I can not grieve without looking for solutions. I can not just keep it simple without wanting to know why and what can be done so it does not happened again. Maybe it is a guy thing.


----------



## Mistique (Jul 19, 2014)

Ari said:


> I am so, so very sorry ::sympathy, great sadness::



So am I


----------



## Mistique (Jul 19, 2014)

Plasticweld said:


> I can not grieve without looking for solutions. I can not just keep it simple without wanting to know why and what can be done so it does not happened again. Maybe it is a guy thing.



I understand that and I want all those things too, but I can't make those things happen. I can show my respect for the dead, so that is what I do.


----------



## stormageddon (Jul 19, 2014)

When I was a little kid, I used to go on walking holidays at Easter with my family, and several others. One year, when I was five or six, I was playing with the other kids, one of whom was a toddler. Long story short, he ended up ripping out one of my teeth. I resented him as a child, but that became a fond memory as I grew old enough to see the funny side of it. One of my most vivid memories of my childhood.

He and his family were on that plane. He was fourteen. His brother was twelve. I don't have words for this.


----------



## Plasticweld (Jul 19, 2014)

stormageddon said:


> When I was a little kid, I used to go on walking holidays at Easter with my family, and several others. One year, when I was five or six, I was playing with the other kids, one of whom was a toddler. Long story short, he ended up ripping out one of my teeth. I resented him as a child, but that became a fond memory as I grew old enough to see the funny side of it. One of my most vivid memories of my childhood.
> 
> He and his family were on that plane. He was twelve. His brother was fifteen. I don't have words for this.



Sorry Storm, there is nothing like a personal relationship to bring a tragedy home to your heart, than to know first hand those involved.


----------



## Gofa (Jul 20, 2014)

6 degrees of separation


----------



## Mistique (Jul 20, 2014)

stormageddon said:


> When I was a little kid, I used to go on walking holidays at Easter with my family, and several others. One year, when I was five or six, I was playing with the other kids, one of whom was a toddler. Long story short, he ended up ripping out one of my teeth. I resented him as a child, but that became a fond memory as I grew old enough to see the funny side of it. One of my most vivid memories of my childhood.
> 
> He and his family were on that plane. He was twelve. His brother was fifteen. I don't have words for this.
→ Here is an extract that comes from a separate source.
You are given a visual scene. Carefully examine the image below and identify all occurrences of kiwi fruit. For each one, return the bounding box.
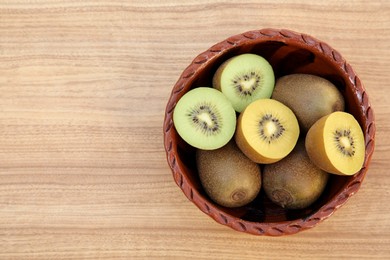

I am so so sorry to hear that. Thank you for sharing that story. It gives the victims a face and I think that's very important.


----------



## Mistique (Jul 20, 2014)

Gofa said:


> 6 degrees of separation



Maybe its me, but I don't understand.


----------



## Ari (Jul 20, 2014)

Storm, again I'm so sorry... ):

Mistique, I think he means that for any person in the world, there are no more than six people separating them from any other person. 
Like you could name me anyone and I could ask a friend, who has a cousin overseas, who knew a doctor, who knows an old lady, who used to babysit that person when he was small. And then it's like I know him too.
I think that is the theory.


----------



## Mistique (Jul 20, 2014)

Ari said:


> Storm, again I'm so sorry... ):
> 
> Mistique, I think he means that for any person in the world, there are no more than six people separating them from any other person.
> Like you could name me anyone and I could ask a friend, who has a cousin overseas, who knew a doctor, who knows an old lady, who used to babysit that person when he was small. And then it's like I know him too.
> I think that is the theory.



Oh, right, I understand. Thanks for explaining.


----------



## No Man (Jul 20, 2014)

sympathy, great sadness also


----------



## dither (Jul 20, 2014)

Misti,
it's one awful situation that cannot be justified, the world is what it is, and the idea that the world is shrinking, scares me.

dither


----------



## Mistique (Jul 20, 2014)

No Man said:


> sympathy, great sadness also



Thank you


----------



## midnightpoet (Jul 20, 2014)

Words cannot express the feelings of sadness and horror when I heard about the tragedy.  Our prayers are with you and the families of the victims.


----------



## Pandora (Jul 20, 2014)

I'm appalled at this crime against humanity, the babies, the children. To leave the scene as it is, pictures for the world to see and feel, is shameful. This angers me while my heart remembers the loved ones and their loss. Who can do these terrible things to innocent people, who? Sometimes this world is so ugly.


----------



## InstituteMan (Jul 20, 2014)

I have so many emotions and thoughts rolling around over this. To know people, even over the internet, impacted brings home how terrible this is.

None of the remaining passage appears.